A meander of paving stones across a scrap of yard, dead leaves, dying grass, black boots clomping, brown work boots following, hurrying, “Milady,” he says, and she stops so abruptly he almost runs into her, “Do not,” she says, “call me that.”

He nods, he swallows, big hands open to either side of her. “Jo,” he says. “Are you certain,” but she’s up the front steps, she’s pounding the yellow front door, “Ray!” she yells. “Lymond!” Rattling the knob, it clacks, the door pops open. “Lady,” says Luys, wincing, and then “Jo, wait – ” but she’s already off inside.

Inside, a long hall, the chugging whir of an air compressor, the chunk chunk, chunk of a nail gun. Jo in her black jacket bursts out into a high wide room, one great curving wall of glass and black trees falling away outside, into a formless chasm of cloud. The air compressor whines away down to silence, and the flap and snap of translucent plastic sheets draping a frame of two-by-fours built around a great square hole that’s been cut in the floor to one side.
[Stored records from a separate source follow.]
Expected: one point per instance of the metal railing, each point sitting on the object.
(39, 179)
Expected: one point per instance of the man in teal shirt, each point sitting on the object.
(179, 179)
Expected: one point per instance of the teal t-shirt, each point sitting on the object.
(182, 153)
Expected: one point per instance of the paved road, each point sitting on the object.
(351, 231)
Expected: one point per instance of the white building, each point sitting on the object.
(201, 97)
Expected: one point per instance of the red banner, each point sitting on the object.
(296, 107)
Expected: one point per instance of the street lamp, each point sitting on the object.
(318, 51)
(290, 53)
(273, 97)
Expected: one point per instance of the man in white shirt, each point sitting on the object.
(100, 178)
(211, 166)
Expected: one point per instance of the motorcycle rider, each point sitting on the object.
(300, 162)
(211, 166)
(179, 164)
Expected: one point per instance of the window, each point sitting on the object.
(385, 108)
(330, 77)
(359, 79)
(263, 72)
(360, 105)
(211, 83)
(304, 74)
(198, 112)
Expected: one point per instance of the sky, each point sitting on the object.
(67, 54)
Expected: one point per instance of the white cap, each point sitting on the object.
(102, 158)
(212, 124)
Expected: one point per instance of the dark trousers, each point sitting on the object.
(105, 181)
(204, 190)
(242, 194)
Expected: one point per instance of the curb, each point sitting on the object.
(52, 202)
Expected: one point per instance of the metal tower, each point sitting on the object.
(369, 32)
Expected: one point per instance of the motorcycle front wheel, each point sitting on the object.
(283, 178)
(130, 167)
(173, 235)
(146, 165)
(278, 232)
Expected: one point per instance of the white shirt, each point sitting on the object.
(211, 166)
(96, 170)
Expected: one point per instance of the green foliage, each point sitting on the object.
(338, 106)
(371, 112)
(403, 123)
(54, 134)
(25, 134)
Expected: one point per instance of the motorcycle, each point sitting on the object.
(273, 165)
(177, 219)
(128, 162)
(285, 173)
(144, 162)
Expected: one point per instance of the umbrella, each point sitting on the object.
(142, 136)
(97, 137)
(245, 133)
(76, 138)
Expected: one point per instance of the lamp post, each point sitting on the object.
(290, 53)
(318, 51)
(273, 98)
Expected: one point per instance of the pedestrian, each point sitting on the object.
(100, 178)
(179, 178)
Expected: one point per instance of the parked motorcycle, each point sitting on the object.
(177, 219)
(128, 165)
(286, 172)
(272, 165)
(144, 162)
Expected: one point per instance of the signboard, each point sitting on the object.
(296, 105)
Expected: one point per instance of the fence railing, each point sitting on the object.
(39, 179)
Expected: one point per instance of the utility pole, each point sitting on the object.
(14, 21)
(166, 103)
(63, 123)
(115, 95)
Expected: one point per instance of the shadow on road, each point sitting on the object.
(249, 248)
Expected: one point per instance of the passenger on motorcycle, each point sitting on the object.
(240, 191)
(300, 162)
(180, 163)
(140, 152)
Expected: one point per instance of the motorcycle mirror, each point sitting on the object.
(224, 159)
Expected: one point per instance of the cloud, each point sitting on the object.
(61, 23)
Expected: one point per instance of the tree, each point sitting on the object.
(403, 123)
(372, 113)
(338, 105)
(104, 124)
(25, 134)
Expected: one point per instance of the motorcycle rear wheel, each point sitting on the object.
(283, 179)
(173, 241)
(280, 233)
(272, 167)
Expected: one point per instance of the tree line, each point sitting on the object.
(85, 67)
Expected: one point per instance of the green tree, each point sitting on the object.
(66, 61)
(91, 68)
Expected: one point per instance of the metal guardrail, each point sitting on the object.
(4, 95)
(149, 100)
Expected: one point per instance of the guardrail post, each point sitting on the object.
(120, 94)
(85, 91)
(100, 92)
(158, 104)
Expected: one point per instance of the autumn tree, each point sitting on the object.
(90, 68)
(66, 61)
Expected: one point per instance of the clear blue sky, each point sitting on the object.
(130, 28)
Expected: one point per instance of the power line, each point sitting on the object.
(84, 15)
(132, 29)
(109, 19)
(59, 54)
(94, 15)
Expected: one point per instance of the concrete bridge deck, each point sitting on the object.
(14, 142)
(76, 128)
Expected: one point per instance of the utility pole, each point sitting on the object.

A man in buff coveralls studiedly checks a level. Jo calls, “Lymond!” again. To the other side an armchair under a blue plastic tarp, a low table beside it, the only furniture other than the table saw, the compressor, the stack of lumber. A second man steps around a corner of the frame, his hair a pinkish orange, his sweater soused in sawdust. “Huntsman,” he says. “Mason. A pleasant surprise. And as good a time as any, for a break?” The man in the coveralls sets his level down, dusts off his hands as Luys ducks his head, “Majesty,” he says, and “Goddammit, Lymond,” says Jo. Lymond pinches off a smile. “Jo, come,” he says. “Walk with me. Mason, if you’d let Scuppernong show you to the kitchen?” He lifts a corner of plastic to reveal the top of an aluminum ladder, leaned against an edge of that great square hole. “After you?” he says, a fillip of his hand in a bulky work glove.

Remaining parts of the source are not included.